The proposed amendments would expand and modernize the scope of the current custody rule beyond client funds and securities to include any client assets (notably, e.g., crypto assets) of which an adviser has custody. The amendments would also redesignate the current custody rule as new rule 223-1 under the Advisers Act (the “safeguarding rule”). The safeguarding rule would explicitly include an adviser’s discretionary authority to trade client assets within the definition of custody, and, like the current custody rule, the safeguarding rule would require advisers with custody of client assets to entrust safekeeping of those assets to a qualified custodian.

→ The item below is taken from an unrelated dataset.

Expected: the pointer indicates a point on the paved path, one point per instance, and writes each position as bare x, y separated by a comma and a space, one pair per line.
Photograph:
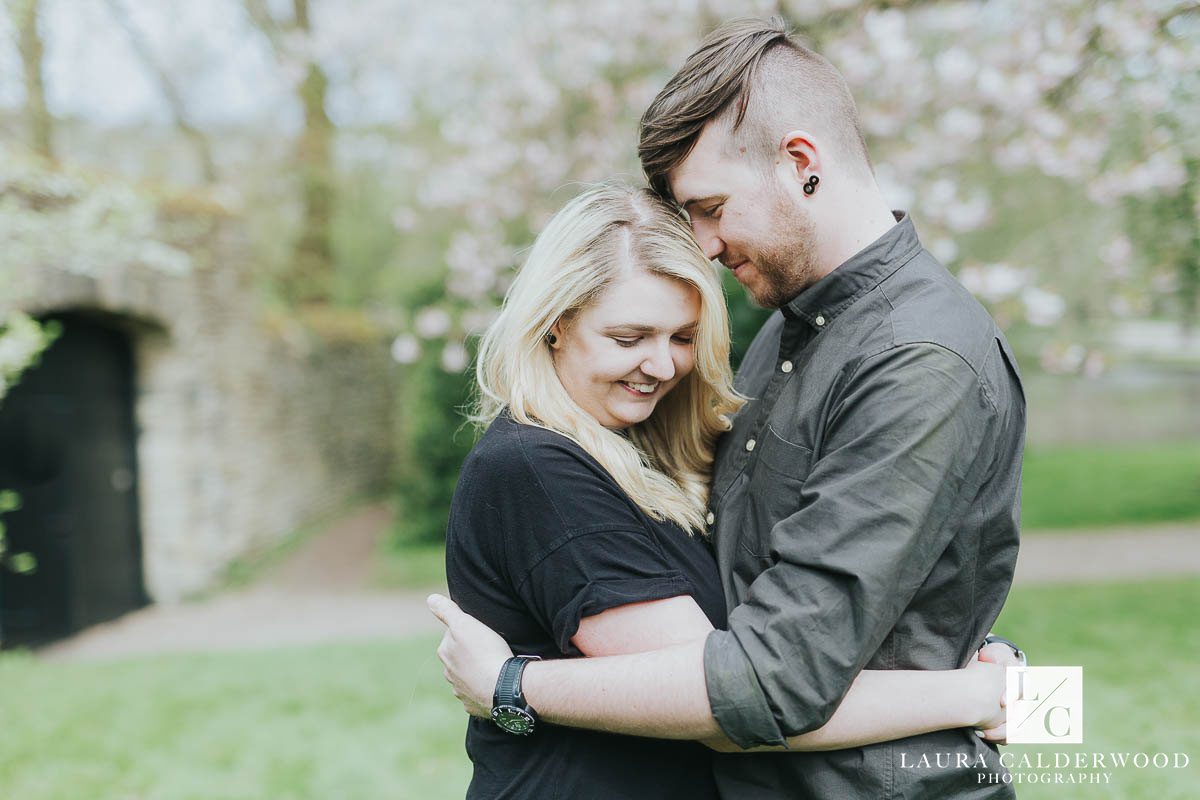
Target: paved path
323, 594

The proposed safeguarding rule’s enhanced protections would also:

  • Require that an adviser enter into a written agreement with and receive certain assurances from the qualified custodian to make sure the qualified custodian provides certain standard custodial protections when maintaining client assets;
  •  Modify the current custody rule’s privately offered securities exception from the obligation to maintain client assets with a qualified custodian by expanding the exception to include certain physical assets;
  • Expand the scope of who can satisfy the rule’s surprise examination requirement through financial statement audits by specifying that an entity is not required to be a limited partnership, limited liability company, or another type of pooled investment vehicle to rely on this provision;
  • Amend the investment adviser recordkeeping rule 204-2 to require advisers to keep additional, more detailed records of trade and transaction activity and position information for each client account of which it has custody; and
  • Amend Form ADV to align advisers’ reporting obligations with the proposal and to improve the accuracy of custody-related data available to the Commission, its staff, and the public.

Transition Period and Compliance Date

The SEC is proposing a one-year transition period to provide time for advisers to come into compliance with the redesignation of rule 206(4)-2 as new rule 223-1, and the corresponding amendments to rule 204-2 and Form ADV, as applicable. Accordingly, the compliance date of any adoption of the proposal would be one year following the rules’ effective dates which would be sixty days after the date of publication of the final rules in the Federal Register for advisers with more than $1 billion in regulatory assets under management (“RAUM”). For advisers with up to $1 billion in RAUM, the compliance date of any adoption of the proposal would be 18 months following the rules’ effective dates which would be sixty days after the date of publication of the final
rules in the Federal Register.

The comment period on the proposal will remain open for 60 days following publication of the proposing release in the Federal Register.